Retired RN Barbara Stockton got the audience going with her presentation of exercises she learned by watching “Sit and Be Fit” on WUSF-TV. Each morning Stockton, who had open-heart surgery in 2006 and also has diabetes, exercises her body to help control not only her weight but her medication as well.
“I’m here today because I learned how to take control of my illness,” she said. She is down to just two insulin shots a day from the five she used to take. She plans for the doctor to soon reduce that as well. “A lot of the doctors didn’t think I was gonna make it, but I’m still here today.”
Although she made sure to give out a lengthy disclaimer, admitting the exercise program may not be for everyone, she couldn’t help but to encourage those who are restricted in their exercise regimen to give it a try.
“Some of us cannot do that five mile walk anymore,” chimed in RN Nancy Holcomb. She wants residents to be proactive and take advantage of the resources the community has to offer, as well as to help one another out in the inspiration department. “We can encourage those who can’t.”
Jessica Mon’e, a cardiovascular nurse at The Heart Failure Support Group, touched on the negative affect salt has on the body leading to serious conditions, such as hypertension, heart failure, and kidney failure. “Your body has to work harder in order to compensate for too much salt in our body,” she said.
The American Heart Association (AHA) recommends 1500mg of sodium intake a day for individuals, excluding competitive athletes and firefighters who lose large amounts of sodium in their sweat. If Americans would decrease their overall sodium intake to the recommended level, the AHA projects it could save over a million lives in the next ten years.

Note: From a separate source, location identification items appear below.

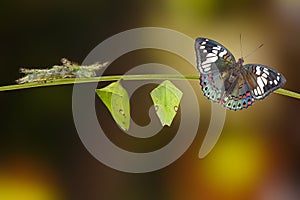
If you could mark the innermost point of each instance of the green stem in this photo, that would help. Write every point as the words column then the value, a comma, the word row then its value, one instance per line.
column 124, row 77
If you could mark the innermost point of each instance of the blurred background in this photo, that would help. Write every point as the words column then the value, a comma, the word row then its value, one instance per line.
column 41, row 155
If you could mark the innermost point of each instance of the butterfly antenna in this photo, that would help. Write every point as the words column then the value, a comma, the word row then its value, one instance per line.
column 254, row 50
column 241, row 47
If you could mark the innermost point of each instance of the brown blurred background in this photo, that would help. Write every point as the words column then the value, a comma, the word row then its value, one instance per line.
column 41, row 155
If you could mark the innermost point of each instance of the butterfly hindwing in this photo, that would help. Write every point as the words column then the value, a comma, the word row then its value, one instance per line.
column 212, row 56
column 240, row 97
column 212, row 86
column 262, row 80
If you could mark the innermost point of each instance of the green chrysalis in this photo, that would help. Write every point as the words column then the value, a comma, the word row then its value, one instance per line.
column 115, row 98
column 166, row 98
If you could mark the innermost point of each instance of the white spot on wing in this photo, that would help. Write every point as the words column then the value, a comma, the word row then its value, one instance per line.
column 258, row 90
column 260, row 84
column 264, row 75
column 266, row 71
column 206, row 65
column 206, row 69
column 215, row 51
column 278, row 78
column 217, row 47
column 258, row 71
column 223, row 53
column 255, row 92
column 264, row 80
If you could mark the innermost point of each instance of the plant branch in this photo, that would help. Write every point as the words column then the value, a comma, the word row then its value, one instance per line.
column 67, row 81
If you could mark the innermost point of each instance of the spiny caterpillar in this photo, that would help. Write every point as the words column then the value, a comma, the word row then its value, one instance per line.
column 68, row 69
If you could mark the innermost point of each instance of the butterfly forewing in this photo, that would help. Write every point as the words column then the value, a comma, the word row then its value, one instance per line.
column 262, row 80
column 212, row 56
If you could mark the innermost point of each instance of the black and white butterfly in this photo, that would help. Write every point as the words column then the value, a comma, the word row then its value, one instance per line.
column 230, row 83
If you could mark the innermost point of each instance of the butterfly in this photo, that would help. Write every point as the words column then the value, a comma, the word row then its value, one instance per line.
column 230, row 83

Mon’e cautioned that it doesn’t take much to reach the 1500mg limit. “That’s three-fourths of a teaspoon, so you can imagine what you’re putting on your food when you’re cooking,” she said. “That [adds up to] a lot.”
Mon’e proceeded to quiz the audience on how much sodium is hidden in some of their favorite foods to prove her point. Eager participants played along as she had them envisioning holiday dinners or a family picnic. Most wouldn’t think that piling their plate with corn on the cob, collard greens, mashed potatoes and some chicken would result with hypertension, but when you start to add up the sodium, the results are somewhat alarming.

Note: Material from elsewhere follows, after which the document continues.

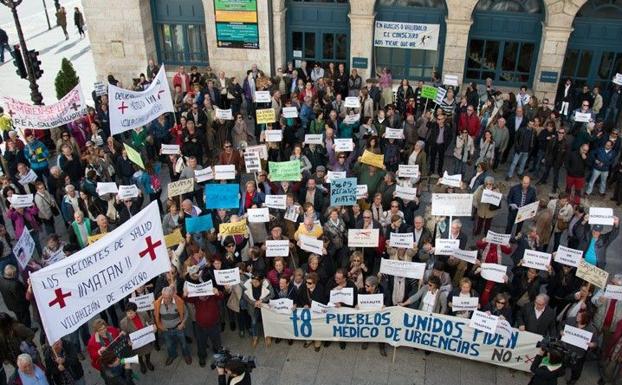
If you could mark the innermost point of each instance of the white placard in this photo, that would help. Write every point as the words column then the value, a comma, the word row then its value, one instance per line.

With a cup of collard greens cooked with pork containing a whopping 353mg of sodium, a huge chunk of the daily intake is already being used up. A serving of canned carrots measured 552 mg, while a cup of baked beans equaled 871mg.
How much in one slice of ham? Well Mon’e recited an unbelievable 1417 mg of sodium.
“You really want to think about how much sodium is in that food there,” she said signifying the biggest offenders being canned foods. Packed with preservatives, consumers can be fooled into thinking they’re eating healthy, when indeed they are contributing to their health issues.
Cynthia Tomalin, a peer community advocate for the Healthy Start Project at All Children’s Hospital and John Hopkins, is mostly concerned with reducing the infant mortality rate in the city, particularly amongst black women who she states have a three times higher rate of dying than any other race. Currently she is enrolling females aged 14-45 in a program that will help to educate them on how to be healthier.
“We are highest at risk for hypertension, diabetes, obesity, poor nutrition, a lack of exercise and stress,” said Tomalin who acknowledges this is a national issue. Locally women living in the 33711, 33712, 33713,337 01 and 33705 area codes have the highest incidences of loss.
But the tasting part of the day was by far the fan favorite. With a countless amount of healthy foods to try, All Children’s Hospital’s Fit for All Kids Manager, Kellie Gilmore hoped the fun event would encourage others to take a look at their food choices and make better ones.
One way she hopes to get families involved is with a cook-off entitled, “Mom and Me,” in which both adults and kids will get a chance to test their healthy cooking skill and compete for prizes. Gift cards from Publix, Kohls and even Toys R Us will be up for grabs.